United Nations play down affect of leadership changes on climate deal

The United Nation’s climate change chief has dismissed claims that leadership changes at a number of the world’s heaviest polluting countries will affect the progress of a legally blinding climate deal by 2015.

  • 17 January 2012
  • The United Nation’s climate change chief has dismissed claims that leadership changes at a number of the world’s heaviest polluting countries will affect the progress of a legally blinding climate deal by 2015. In 2012, elections and polls are scheduled in the United States, Russia, Japan and China, some of the largest contributors to the emission of greenhouse gases.
Smog over the Egyptian capital of Cairo.
Smog over the Egyptian capital of Cairo.

The United Nation’s climate change chief has dismissed claims that leadership changes at a number of the world’s heaviest polluting countries will affect the progress of a legally blinding climate deal by 2015.

In 2012, elections and polls are scheduled in the United States, Russia, Japan and China, some of the largest contributors to the emission of greenhouse gases.

The November elections in the United States are likely to draw keen interest from environmental campaigners where the Republican Party stands every chance of ousting the Democrats and President Barack Obama, fueling speculation that the climate agreed in Durban could be damaged. A large number of Republicans have not held back in their opposition to both climate change policies and science. Many feel that if the Republicans returned to power many policies directed at mitigating climate changed would either be scrapped or scaled down.

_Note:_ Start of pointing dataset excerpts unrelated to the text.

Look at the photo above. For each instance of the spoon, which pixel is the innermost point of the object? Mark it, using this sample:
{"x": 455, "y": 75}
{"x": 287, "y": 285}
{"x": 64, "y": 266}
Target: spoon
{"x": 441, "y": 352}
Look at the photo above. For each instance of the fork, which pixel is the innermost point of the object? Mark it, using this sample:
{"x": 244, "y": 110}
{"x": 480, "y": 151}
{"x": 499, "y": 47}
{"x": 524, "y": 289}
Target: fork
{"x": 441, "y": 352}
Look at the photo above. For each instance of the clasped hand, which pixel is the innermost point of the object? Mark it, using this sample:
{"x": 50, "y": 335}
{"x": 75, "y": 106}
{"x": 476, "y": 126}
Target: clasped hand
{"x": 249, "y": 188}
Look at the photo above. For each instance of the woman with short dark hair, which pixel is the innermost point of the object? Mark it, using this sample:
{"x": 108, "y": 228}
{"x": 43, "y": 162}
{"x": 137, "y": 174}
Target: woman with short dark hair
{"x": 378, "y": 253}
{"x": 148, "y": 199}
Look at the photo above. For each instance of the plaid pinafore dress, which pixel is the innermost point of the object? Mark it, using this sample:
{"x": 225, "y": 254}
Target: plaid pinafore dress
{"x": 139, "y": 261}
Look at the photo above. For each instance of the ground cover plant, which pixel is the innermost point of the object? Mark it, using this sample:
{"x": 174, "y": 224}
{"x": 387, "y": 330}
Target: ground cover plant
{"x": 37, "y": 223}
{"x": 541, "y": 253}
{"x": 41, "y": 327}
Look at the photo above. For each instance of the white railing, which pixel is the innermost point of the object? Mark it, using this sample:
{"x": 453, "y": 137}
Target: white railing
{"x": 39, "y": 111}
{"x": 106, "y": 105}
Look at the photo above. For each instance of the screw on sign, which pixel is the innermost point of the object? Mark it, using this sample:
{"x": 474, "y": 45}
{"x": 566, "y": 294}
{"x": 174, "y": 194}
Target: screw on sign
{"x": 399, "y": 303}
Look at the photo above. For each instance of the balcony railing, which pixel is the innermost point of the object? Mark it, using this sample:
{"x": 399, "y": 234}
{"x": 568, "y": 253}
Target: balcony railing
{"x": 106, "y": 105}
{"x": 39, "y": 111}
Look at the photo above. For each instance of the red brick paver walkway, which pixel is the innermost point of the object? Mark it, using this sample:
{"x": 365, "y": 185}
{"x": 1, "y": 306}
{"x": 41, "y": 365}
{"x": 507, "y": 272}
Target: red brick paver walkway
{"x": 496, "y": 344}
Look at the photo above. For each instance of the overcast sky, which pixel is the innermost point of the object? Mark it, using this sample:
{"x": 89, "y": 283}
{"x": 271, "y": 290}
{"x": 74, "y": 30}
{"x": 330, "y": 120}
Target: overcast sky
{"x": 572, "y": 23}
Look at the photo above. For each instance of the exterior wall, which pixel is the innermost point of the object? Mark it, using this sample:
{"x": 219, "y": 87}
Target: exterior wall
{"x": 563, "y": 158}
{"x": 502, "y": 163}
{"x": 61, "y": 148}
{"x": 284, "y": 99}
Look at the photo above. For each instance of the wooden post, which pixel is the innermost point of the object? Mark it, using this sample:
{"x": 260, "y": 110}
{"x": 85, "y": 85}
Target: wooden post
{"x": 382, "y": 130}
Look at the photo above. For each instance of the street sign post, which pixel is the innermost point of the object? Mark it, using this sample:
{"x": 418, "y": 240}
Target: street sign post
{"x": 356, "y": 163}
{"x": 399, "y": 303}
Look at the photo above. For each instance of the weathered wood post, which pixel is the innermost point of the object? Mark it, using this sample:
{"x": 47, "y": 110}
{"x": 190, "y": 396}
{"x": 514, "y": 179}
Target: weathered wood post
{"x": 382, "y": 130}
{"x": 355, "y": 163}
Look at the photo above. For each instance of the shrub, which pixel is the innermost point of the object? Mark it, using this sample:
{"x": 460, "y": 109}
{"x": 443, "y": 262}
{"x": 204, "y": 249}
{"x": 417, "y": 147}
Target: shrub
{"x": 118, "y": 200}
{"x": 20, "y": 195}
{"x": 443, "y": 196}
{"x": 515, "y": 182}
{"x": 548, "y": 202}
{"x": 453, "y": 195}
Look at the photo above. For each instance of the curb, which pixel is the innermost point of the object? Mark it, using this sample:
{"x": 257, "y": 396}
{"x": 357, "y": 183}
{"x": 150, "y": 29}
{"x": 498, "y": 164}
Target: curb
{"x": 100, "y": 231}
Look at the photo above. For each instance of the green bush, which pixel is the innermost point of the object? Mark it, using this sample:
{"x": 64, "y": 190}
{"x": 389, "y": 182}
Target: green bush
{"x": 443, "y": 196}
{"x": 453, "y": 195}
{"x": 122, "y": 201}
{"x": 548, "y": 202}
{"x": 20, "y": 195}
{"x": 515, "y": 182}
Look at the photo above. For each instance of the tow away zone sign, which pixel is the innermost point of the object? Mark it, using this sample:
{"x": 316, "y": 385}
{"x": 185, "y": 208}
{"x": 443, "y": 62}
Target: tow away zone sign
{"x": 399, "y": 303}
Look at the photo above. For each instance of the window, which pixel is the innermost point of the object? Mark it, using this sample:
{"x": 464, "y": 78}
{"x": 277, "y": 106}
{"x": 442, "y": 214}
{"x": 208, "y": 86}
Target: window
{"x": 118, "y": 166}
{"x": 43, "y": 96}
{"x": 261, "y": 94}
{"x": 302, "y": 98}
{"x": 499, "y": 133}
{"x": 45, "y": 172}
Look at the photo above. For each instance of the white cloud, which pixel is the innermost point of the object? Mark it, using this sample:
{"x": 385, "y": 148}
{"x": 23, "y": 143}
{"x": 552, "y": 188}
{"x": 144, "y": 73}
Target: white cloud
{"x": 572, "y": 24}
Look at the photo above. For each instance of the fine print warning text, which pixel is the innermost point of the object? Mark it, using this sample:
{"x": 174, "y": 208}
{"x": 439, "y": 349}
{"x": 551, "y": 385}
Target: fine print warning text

“It is up to the US electorate to choose the kind of leadership it wants for the next term,” the Executive Secretary of the U.N. Framework Convention on Climate Change (UNFCCC), Christiana Figueres, told Reuters. “Yet it is not only the US, but many industrialized countries are having important leadership changes. We will see new blood come on board, hopefully new visions, and a reinvigorated commitment to a topic which is not a partisan issue,” added Figueres.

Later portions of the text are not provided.